Mitt Romney was for President Obama’s rescue of the auto companies before he was against it. Or maybe he has always been against it. Like so much else about Romney, it’s impossible to tell from his myriad, often contradictory statements. Back in November 2008, he wrote a New York Times Op-Ed piece that was headlined, “Let Detroit Go Bankrupt,” an apparent suggestion that Washington should have kept its hands off of Detroit. Except if you read the piece, its half-dozen main points were eerily similar to the plan that President Obama’s Auto Task Force ultimately designed. Eliminate the Detroit companies’ cost differential with the foreign “transplants” operating in the south. Change management. Cut pay and get rid of perks like private airplanes. Focus on the long-term. Arrange for “managed” bankruptcies with government guarantees for post-bankruptcy financing and warranty protection.

To be sure, certain details ended up being constructed differently from the Romney straw man. Instead of government guarantees, the Auto Task Force recommended direct loans and equity purchases, particularly because General Motors could not have survived if all the government support was through loans. The Auto Task Force’s mandate did not extend to areas such as increasing Federal spending on basic research. But otherwise, the two plans tracked closely.

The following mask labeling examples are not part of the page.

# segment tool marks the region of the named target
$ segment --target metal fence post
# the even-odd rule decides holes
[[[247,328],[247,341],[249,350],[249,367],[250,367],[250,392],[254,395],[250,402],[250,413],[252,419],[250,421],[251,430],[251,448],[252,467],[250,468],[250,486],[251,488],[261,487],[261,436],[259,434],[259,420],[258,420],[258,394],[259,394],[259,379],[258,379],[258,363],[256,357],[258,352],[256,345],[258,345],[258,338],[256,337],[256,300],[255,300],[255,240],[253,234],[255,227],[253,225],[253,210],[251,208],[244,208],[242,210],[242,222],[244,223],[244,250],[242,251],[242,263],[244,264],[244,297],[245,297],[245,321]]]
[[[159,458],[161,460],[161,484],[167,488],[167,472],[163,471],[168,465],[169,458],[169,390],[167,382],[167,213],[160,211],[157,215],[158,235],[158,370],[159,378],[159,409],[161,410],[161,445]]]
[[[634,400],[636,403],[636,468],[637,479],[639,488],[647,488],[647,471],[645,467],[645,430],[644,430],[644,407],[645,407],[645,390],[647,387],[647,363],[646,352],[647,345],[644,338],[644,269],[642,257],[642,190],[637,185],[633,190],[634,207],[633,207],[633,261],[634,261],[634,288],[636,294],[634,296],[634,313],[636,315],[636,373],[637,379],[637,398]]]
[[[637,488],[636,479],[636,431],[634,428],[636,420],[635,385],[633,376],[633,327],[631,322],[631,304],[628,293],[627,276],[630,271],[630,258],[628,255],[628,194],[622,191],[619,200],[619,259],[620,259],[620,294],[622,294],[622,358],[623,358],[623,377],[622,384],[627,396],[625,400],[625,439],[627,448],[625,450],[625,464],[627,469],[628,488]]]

But the moment that President Obama unveiled his plan, Romney denounced it, using words like “tragic” and “a very sad circumstance.” More recently, his spokesman, Eric Fehrnstrom, tried the Romneyesque approach of arguing both sides of the question at the same time. “Mitt Romney had the idea first,” Fehrnstrom argued, pivoting quickly to accuse President Obama of “propping up” the auto companies.

Then he went on to say (according to The New York Times): “Mitt Romney argued that instead of a bailout, we should let the car companies go through a restructuring under the bankruptcy laws.” Isn’t that exactly what President Obama did? Apparently, Romney would bridge the seeming contradiction by arguing that General Motors and Chrysler would have gone through their “managed” bankruptcies without any interim support from Washington (although with the aforementioned loan guarantees upon exit). That, at least, doesn’t reflect flip flopping on Romney’s part; it reflects pure ignorance. By late 2008 the two companies were flat broke and absent government support by Presidents Bush and Obama, would have closed their doors and liquidated, costing the industrial Midwest one or two million jobs. If that’s the Romney plan, it’s a good thing that neither President bit.